Lors de son passage à l’émission Tout le monde en parle le 5 octobre dernier, le ministre des Ressources naturelles Pierre Arcand a rappelé que « le Plan Nord est avant tout un défi d’infrastructures» ; il reste qu’on trouve des offres pour tous types d’emplois et de qualifications qui rejoignent tous les candidats « motivés et prêts » à vivre l’aventure du Nord, affirme Yannick Plante, président d’Alizés RH (partenaire du portail d’emploi Job Nord Québec).
Rester ?
Certains prennent la route du Nord dans l’optique de gagner une longueur d’avance dans leur carrière grâce à l’autonomie, aux responsabilités accrues et aux possibilités d’avancement rapide offertes pour ensuite revenir dans leur région natale et obtenir de meilleurs postes. Mais d’autres choisissent de s’y établir et d’y faire carrière.

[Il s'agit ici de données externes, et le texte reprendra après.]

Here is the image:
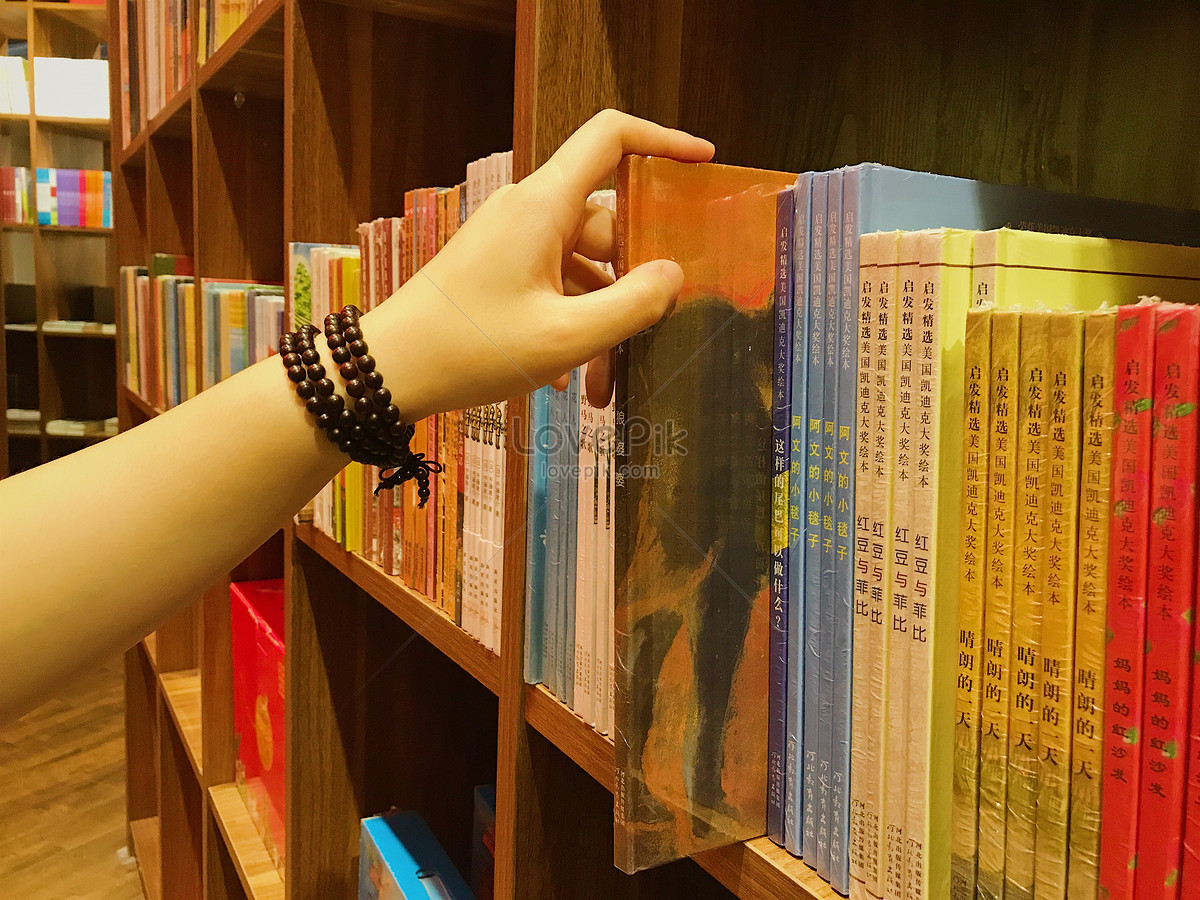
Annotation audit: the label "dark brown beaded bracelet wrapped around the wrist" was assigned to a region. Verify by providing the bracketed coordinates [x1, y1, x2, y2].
[280, 306, 442, 506]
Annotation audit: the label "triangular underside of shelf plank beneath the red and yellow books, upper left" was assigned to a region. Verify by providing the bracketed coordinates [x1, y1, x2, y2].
[198, 0, 283, 100]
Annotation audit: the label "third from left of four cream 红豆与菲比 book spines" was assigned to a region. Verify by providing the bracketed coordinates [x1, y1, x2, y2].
[883, 232, 922, 900]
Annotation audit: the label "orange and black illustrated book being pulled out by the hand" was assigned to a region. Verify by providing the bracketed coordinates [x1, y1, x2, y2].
[614, 157, 794, 872]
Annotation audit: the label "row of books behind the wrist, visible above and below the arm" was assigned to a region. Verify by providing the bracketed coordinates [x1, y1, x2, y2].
[302, 154, 511, 652]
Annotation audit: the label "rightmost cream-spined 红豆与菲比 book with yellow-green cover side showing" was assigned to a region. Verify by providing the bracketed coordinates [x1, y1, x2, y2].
[901, 228, 974, 900]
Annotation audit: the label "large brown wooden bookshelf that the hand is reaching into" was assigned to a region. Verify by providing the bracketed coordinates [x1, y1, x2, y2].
[117, 0, 1200, 900]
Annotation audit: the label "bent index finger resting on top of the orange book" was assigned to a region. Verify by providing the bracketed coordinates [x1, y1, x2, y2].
[530, 109, 714, 206]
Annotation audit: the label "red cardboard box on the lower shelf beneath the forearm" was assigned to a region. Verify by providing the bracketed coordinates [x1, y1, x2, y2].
[229, 578, 286, 871]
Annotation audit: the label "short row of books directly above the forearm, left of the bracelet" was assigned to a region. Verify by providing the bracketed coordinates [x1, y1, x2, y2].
[119, 253, 286, 409]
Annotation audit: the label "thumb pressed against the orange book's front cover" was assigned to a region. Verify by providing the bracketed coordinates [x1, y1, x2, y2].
[571, 259, 683, 359]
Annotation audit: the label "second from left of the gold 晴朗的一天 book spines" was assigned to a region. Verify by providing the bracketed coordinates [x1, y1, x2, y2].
[974, 309, 1021, 900]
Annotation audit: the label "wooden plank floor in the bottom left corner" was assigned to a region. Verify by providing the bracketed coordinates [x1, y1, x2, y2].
[0, 659, 142, 900]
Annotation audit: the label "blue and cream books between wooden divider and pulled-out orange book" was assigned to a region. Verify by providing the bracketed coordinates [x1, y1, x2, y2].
[524, 191, 616, 734]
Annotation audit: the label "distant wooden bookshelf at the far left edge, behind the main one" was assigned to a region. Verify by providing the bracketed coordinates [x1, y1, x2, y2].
[0, 0, 116, 478]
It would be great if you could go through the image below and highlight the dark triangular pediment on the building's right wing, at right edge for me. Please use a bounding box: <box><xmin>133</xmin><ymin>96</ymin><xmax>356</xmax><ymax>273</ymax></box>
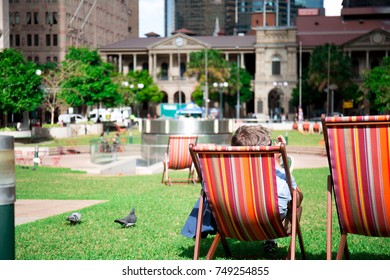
<box><xmin>344</xmin><ymin>29</ymin><xmax>390</xmax><ymax>47</ymax></box>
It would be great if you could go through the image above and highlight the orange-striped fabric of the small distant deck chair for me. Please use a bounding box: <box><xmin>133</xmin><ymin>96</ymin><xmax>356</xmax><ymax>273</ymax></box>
<box><xmin>167</xmin><ymin>135</ymin><xmax>198</xmax><ymax>170</ymax></box>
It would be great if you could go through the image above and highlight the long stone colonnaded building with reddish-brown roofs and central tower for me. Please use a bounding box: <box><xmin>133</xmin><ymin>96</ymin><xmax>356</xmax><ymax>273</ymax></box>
<box><xmin>100</xmin><ymin>3</ymin><xmax>390</xmax><ymax>119</ymax></box>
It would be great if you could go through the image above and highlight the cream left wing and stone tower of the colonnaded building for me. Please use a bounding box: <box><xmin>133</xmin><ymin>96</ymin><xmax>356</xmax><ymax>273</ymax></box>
<box><xmin>99</xmin><ymin>27</ymin><xmax>297</xmax><ymax>117</ymax></box>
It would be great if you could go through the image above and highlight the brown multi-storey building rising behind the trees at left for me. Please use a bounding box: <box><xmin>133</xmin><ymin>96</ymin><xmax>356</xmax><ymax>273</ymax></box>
<box><xmin>6</xmin><ymin>0</ymin><xmax>138</xmax><ymax>63</ymax></box>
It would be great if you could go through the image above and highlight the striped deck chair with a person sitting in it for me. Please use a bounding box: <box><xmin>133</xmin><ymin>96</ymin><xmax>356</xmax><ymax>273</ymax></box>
<box><xmin>190</xmin><ymin>145</ymin><xmax>305</xmax><ymax>259</ymax></box>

Dans tous les cas, un séjour professionnel dans une région nordique se prépare. Il faut généralement poser sa candidature tôt, mais surtout, comme le souligne Jean Picotte, il faut prendre le temps de s’informer sur la région et sur les conditions de vie et de travail, question de se faire une idée réaliste de l’expérience envisagée. Les excellentes conditions de travail et les salaires compétitifs peuvent être aveuglants, mais le froid, l’isolement et souvent même l’absence de routes terrestres, le manque de lumière en hiver et, au contraire, l’excès de lumière en été, en rebutent plus d’un. Il faut également prendre en considération l’éloignement des proches. Toutefois, Alexandre Burelle souligne l’accueil chaleureux de sa communauté d’adoption, des gens « ouverts et sociables» ; et Jean Picotte mentionne la présence d’un réseau de jeunes professionnels qui organise des activités sociales chaque semaine dans la capitale du Nunavut, ce qui permet de tisser de nouveaux liens. Pour nos trois témoins du Nord, la simplicité de la vie, la liberté qu’offrent les grands espaces et la beauté des paysages vierges, en plus des nombreuses activités de plein air, sont autant d’attraits séducteurs. Alexandre Burelle avoue que le Nord n’est « clairement pas […] pour tous », et qu’il importe donc « d’être honnête avec soi-même » et de bien peser le pour et le contre avant de se lancer dans l’expérience.